Bleem : Ouais. Ce n’est pas le plus convivial. Votre peau va craquer. Les blessures ne guérissent pas très bien au pôle Sud. Ce n’est pas génial pour les ordinateurs d’être dans cet environnement sec. Nous avions en fait un humidificateur qui soufflait sur un de nos ordinateurs pour qu’il fonctionne un peu mieux.

Station télescopique du pôle Sud, Antarctique

Les scientifiques qui travaillent au télescope du pôle Sud mesurent le signal émis par la lumière la plus ancienne de l’univers (le fond diffus cosmologique). L’air froid et sec de l’Antarctique protège le signal des interférences atmosphériques. Crédit : Photo gracieuseté de Lindsey Bleem

Comment votre travail à Argonne est-il lié au télescope ?

Chang : À Argonne, nous avons développé une technologie supraconductrice pour les détecteurs. Ces détecteurs doivent mesurer des photons dont la longueur d’onde est assez grande – typiquement un millimètre, 2 millimètres, 3 millimètres. La technologie des appareils photo classiques, tels que ceux utilisés dans nos téléphones, même poussée à l’extrême, ne voit toujours pas très bien ces photons. En fait, elle ne les voit pas du tout.

Nous devons donc créer une nouvelle technologie pour le faire. Et à la base, cela signifie comprendre et contrôler les matériaux supraconducteurs, puis les traiter pour fabriquer ces détecteurs très sensibles et en fabriquer un grand nombre.

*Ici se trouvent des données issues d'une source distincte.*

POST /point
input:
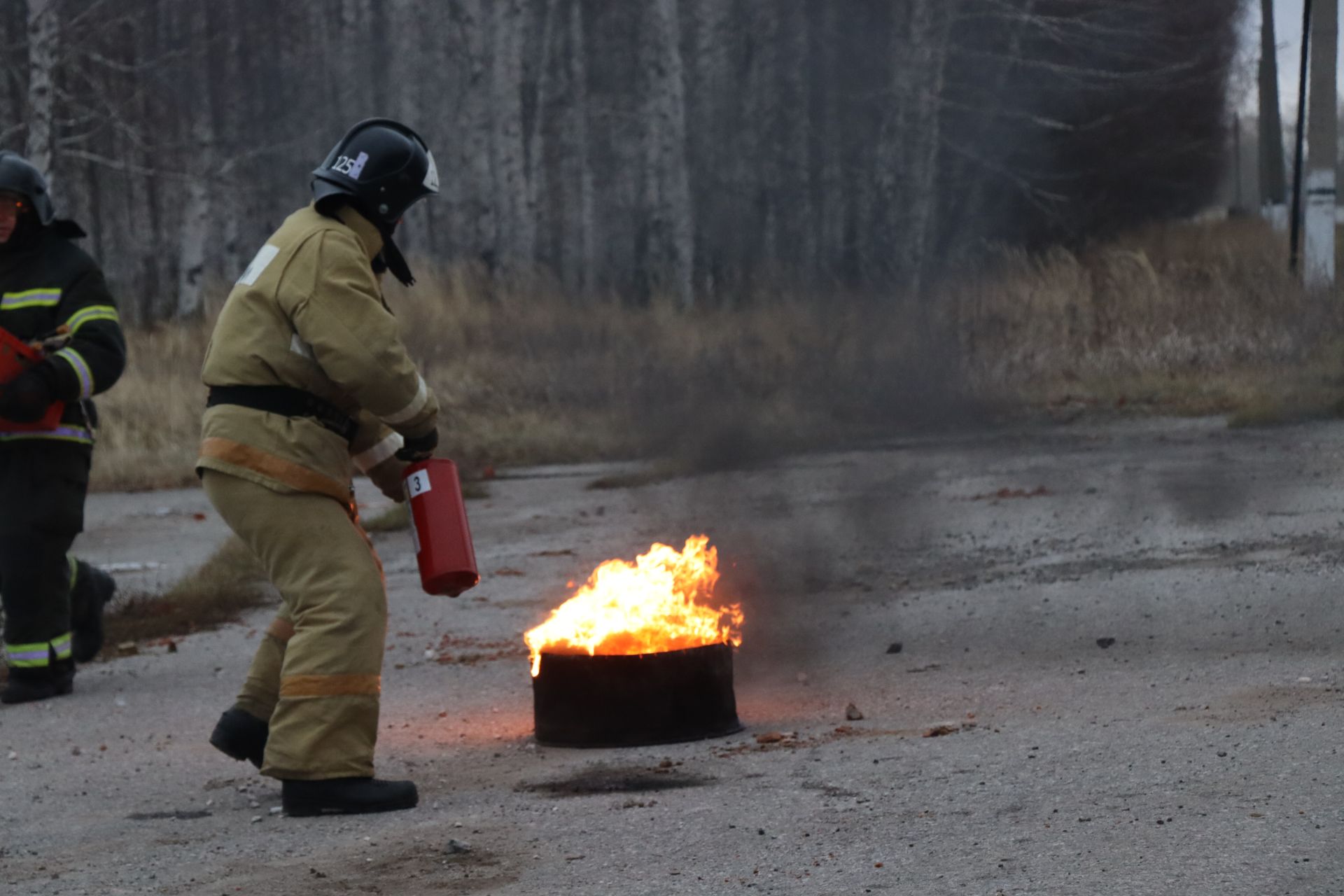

À Argonne, il existe un programme solide de recherche sur les matériaux de base et d’application de ces matériaux à différentes technologies.

Bleem : Nous avons également couplé très étroitement le développement de nos détecteurs à tous les travaux réalisés à l’aide des superordinateurs de pointe de l’Argonne Leadership Computing Facility. Nous sommes donc en mesure de faire les importantes prédictions théoriques qui nous permettent de relier les observations que nous faisons avec le télescope du pôle Sud aux prédictions des différents modèles cosmologiques sur ce que nous devrions voir.

Il y a donc une interconnexion très puissante à Argonne, non seulement entre les cosmologistes et les installations de fabrication de matériaux et les scientifiques, mais aussi avec nos grands experts en informatique.

Le télescope du pôle Sud est financé et soutenu par la National Science Foundation, le DOE Office of High Energy Physics, le Kavli Institute for Cosmological Physics, le U.S. Antarctic Program et l’Antarctic Support Contract.